Poison Control Centers see dramatic increase in calls about ADHD medication
Experts are sounding the alarm about the risk of accidental ingestion or overdose from attention-deficit hyperactivity disorder medications, following the release of a recent study published in the journal Pediatrics.
According to the findings, US Poison Control Centers are receiving approximately 29 calls every day – totally more than 200 per week – related to children and teenagers consuming ADHD medications.

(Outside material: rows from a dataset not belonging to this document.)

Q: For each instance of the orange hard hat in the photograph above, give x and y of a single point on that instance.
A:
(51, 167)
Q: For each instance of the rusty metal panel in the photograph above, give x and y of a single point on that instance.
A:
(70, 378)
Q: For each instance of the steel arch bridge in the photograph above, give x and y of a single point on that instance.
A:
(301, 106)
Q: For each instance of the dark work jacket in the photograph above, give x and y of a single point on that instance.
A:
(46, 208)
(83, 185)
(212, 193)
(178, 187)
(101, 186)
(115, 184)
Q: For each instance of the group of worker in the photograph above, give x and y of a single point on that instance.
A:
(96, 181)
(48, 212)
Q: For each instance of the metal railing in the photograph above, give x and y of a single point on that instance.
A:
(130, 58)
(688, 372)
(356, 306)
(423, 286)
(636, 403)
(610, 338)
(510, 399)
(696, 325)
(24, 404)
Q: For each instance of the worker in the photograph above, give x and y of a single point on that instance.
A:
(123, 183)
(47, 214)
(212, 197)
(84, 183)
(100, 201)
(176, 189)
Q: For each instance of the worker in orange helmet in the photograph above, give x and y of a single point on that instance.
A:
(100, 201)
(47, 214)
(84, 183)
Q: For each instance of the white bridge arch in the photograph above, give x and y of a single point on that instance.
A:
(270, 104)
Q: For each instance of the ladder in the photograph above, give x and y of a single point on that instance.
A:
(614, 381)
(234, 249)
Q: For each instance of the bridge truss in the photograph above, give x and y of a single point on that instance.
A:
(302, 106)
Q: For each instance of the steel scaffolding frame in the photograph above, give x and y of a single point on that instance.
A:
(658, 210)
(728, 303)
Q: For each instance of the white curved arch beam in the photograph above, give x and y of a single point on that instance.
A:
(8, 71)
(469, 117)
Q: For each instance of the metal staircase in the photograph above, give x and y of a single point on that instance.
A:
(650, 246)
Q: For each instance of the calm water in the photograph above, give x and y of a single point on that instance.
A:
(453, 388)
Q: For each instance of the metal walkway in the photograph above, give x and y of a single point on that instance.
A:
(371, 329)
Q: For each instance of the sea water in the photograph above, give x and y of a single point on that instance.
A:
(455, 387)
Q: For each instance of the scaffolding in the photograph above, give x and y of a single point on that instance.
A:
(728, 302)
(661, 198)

Across the country, these calls accumulated to be more than 156,000 calls related to ADHD medicine among those 19 or younger between 2000 and 2014.
Most worryingly, approximately three-quarters of these calls involved children under 12 years of age. Many of these cases included children six years old or younger ingesting someone else’s medication, as well as older children taking too much of a medication prescribed to them.
However, the majority of cases (82%) were the result of unintentional exposure to the drug, rather than the result of children taking an excessive amount of their ADHD medication.
This suggests parents and older children are likely leaving their medication in easy to access places, where younger children can find them.
The researchers also note that the majority of the calls were about boys. They also largely involved two classes of ADHD medication: methylphenidate (known by brand names such as Ritalin and Concerta), and amphetamines (recognized by brand names like Adderall).
Accidental ingestion or overdose of these medications can lead to a number of dangerous symptoms, including rapid heart rates, irritability, drowsiness, high blood pressure, and even death.
The high number of calls across the 14 year period represented a 61% increase, but the researchers note that this correlated with the national increase in ADHD diagnoses and therapy prescriptions during this time period.